Salmonella and E. coli share the gene for an antibiotic resistance regulatory protein called PmrA. By controlling when other proteins are produced, PmrA can make the cell wall more resistant to damage from the antibiotic polymyxin B. The PmrA protein normally activates in response to high iron levels.

In a paper recently published in Genes and Development, Groisman’s lab established that another protein, PmrD, also can activate PmrA in response to low magnesium levels. In the new study, Groisman’s lab discovered that E. coli has a different version of PmrD that is unable to turn on the PmrA protein in response to low magnesium. “We’re not really sure what the significance of low magnesium is, but there are some indications that it may be important to the bacteria’s ability to survive in white blood cells or outside of the host in soil or water,” Groisman says.

When scientists transplanted the Salmonella form of PmrD into E. coli, the bacteria gained the ability to resist polymyxin B in low magnesium environments. Based on data still to be published, Groisman suspects that many other aspects of microbial lifestyle are affected by differences in regulation of identical genes. He notes that the idea of different organisms making altered use of the same genes sprang from recent analyses of the human genome. “Humans not only appear to have far fewer genes than expected, there also seem to be fewer genes that are unique to human DNA than anticipated,” Groisman explains.
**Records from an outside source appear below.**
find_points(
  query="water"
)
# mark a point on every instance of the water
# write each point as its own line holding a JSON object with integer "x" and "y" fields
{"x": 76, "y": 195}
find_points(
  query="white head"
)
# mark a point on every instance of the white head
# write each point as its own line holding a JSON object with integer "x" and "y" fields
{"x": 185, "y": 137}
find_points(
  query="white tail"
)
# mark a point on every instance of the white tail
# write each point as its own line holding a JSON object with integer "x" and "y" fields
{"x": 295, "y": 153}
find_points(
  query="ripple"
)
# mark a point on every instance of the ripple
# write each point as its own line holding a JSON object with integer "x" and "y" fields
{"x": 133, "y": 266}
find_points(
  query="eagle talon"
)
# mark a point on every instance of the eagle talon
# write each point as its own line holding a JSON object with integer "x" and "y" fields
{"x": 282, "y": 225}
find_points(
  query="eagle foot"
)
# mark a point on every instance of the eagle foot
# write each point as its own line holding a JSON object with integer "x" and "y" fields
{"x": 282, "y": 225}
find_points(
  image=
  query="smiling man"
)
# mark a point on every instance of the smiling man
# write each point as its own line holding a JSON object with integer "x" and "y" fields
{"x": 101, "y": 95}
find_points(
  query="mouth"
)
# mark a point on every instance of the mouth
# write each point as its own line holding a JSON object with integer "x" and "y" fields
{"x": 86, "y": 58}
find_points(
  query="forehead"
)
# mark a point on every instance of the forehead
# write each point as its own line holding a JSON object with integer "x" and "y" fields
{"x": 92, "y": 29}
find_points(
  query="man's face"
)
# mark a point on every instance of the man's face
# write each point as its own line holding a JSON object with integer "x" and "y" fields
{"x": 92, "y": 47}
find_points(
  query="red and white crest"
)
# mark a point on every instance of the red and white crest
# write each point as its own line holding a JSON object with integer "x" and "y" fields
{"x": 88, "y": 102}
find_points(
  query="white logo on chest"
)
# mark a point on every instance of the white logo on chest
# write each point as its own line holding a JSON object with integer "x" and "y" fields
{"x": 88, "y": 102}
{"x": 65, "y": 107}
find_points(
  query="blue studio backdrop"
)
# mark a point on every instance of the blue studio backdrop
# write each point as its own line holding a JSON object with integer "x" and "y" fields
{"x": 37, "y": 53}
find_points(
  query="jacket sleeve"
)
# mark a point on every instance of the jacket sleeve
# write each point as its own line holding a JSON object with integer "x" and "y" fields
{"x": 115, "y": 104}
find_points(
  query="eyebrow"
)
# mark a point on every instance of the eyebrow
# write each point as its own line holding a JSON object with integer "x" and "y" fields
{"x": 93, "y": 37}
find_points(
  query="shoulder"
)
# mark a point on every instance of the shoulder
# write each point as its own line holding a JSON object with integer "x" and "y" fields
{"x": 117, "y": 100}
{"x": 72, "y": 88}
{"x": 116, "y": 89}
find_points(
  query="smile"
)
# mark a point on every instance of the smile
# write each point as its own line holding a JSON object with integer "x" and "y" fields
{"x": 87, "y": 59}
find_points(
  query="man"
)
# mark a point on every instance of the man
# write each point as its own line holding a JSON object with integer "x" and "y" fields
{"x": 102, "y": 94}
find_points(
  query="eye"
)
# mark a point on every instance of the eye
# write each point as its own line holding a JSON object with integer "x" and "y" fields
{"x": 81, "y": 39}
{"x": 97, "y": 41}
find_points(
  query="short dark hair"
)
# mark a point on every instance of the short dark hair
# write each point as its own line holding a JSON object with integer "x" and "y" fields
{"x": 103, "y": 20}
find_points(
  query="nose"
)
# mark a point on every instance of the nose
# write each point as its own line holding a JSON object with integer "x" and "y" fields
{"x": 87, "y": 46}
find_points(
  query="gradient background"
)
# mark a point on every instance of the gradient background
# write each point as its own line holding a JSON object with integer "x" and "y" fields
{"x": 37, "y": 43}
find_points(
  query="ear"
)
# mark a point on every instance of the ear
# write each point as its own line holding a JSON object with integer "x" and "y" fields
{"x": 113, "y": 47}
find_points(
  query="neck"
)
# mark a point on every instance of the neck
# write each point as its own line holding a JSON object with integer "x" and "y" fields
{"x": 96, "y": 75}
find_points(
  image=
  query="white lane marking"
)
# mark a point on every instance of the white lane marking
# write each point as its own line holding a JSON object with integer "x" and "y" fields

In addition to instructions for building proteins, DNA contains stretches of code that affect when genes are turned on and off. As life becomes more complex over the course of evolution, Groisman explains, these regulatory sections appear to take up larger portions of the DNA, allowing genes to be turned on and off in ways that are more intricately responsive to the environment and other factors.

Human DNA, Groisman speculates, may be heavily packed with the factors that allow a more complex, richer use of genes also found in other organisms.